Summary: A total of 47 first-grade students were each given 6 verbal 

arithmetic problems resulting in a total of 282 protocols. 
Analysis: The analysis consisted of three phases. First, each protocol 

was examined and identified as exemplifying a particular strategy. 
From this stage a total of 9 "appropriate" strategies and 3 
"inappropriate" strategies were identified. 

These 12 strategies were then cross-classified with the 6 
problem types and with whether or not the student used cubes to 
model the situation to provide a 6 x 2 x 12 table of student 
responses. Essentially the table consists of 282 classified 
protocols fitted into a structure with 144 cells. 

Two additional columns were added to the table, one containing 
the simple sum of all of the "appropriate" strategies for that 
problem type and a second which indicated how many of these 
strategies resulted in the correct answer. 

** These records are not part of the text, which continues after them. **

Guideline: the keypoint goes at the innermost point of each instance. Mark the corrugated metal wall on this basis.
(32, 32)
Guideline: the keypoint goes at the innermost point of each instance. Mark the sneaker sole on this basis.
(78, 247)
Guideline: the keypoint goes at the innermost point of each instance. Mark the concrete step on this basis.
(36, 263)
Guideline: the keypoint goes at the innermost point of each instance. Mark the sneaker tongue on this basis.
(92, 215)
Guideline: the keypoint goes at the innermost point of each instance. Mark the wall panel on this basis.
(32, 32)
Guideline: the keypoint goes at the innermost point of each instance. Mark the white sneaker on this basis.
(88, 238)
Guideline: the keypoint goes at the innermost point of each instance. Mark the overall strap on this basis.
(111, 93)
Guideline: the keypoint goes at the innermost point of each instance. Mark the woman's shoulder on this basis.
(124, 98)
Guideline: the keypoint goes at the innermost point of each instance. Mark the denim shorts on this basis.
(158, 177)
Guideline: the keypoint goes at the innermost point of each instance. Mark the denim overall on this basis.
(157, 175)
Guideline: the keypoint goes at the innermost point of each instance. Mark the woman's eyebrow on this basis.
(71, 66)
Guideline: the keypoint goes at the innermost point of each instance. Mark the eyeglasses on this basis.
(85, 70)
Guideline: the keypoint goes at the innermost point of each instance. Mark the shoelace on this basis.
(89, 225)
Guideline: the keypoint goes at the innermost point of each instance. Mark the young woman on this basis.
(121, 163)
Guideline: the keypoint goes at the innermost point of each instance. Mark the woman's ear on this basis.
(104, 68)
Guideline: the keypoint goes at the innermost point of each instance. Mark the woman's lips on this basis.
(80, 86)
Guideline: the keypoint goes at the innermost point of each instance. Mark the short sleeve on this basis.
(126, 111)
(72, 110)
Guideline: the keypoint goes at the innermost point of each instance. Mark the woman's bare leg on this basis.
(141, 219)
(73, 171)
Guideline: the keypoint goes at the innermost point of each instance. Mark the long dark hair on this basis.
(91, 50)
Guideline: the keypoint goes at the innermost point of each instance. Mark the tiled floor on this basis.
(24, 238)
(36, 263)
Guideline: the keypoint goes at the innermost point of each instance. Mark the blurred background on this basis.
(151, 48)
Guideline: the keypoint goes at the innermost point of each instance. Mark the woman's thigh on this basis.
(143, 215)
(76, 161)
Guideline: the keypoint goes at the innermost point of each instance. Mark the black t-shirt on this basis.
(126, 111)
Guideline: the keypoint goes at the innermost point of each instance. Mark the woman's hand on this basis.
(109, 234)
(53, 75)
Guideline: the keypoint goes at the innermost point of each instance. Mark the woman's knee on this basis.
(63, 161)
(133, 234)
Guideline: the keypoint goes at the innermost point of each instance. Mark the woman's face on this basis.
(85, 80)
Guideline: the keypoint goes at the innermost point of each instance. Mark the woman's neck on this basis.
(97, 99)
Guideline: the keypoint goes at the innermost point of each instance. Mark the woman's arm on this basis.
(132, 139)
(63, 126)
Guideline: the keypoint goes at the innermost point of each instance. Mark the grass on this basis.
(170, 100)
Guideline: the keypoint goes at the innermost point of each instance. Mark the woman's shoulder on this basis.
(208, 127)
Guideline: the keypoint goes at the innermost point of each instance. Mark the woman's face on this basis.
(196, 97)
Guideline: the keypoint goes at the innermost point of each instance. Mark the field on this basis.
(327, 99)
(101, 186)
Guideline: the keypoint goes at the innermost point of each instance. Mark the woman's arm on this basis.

The final phase of the analysis consisted of examining this 
table and computing a few sub-totals and their corresponding 
percentages . 

4. Findings 

This study addressed two principal issues. With respect to the method 
of representation used to model the problem (i.e., whether or not the student 
used cubes) , the author notes that 55% of the responses to problems of the 
form a ± b - Q involved cubes as part of the overall strategy, as compared 
with 40% for problems of the form a ± □ - c and only 18% for problems 
like □ ± b - c.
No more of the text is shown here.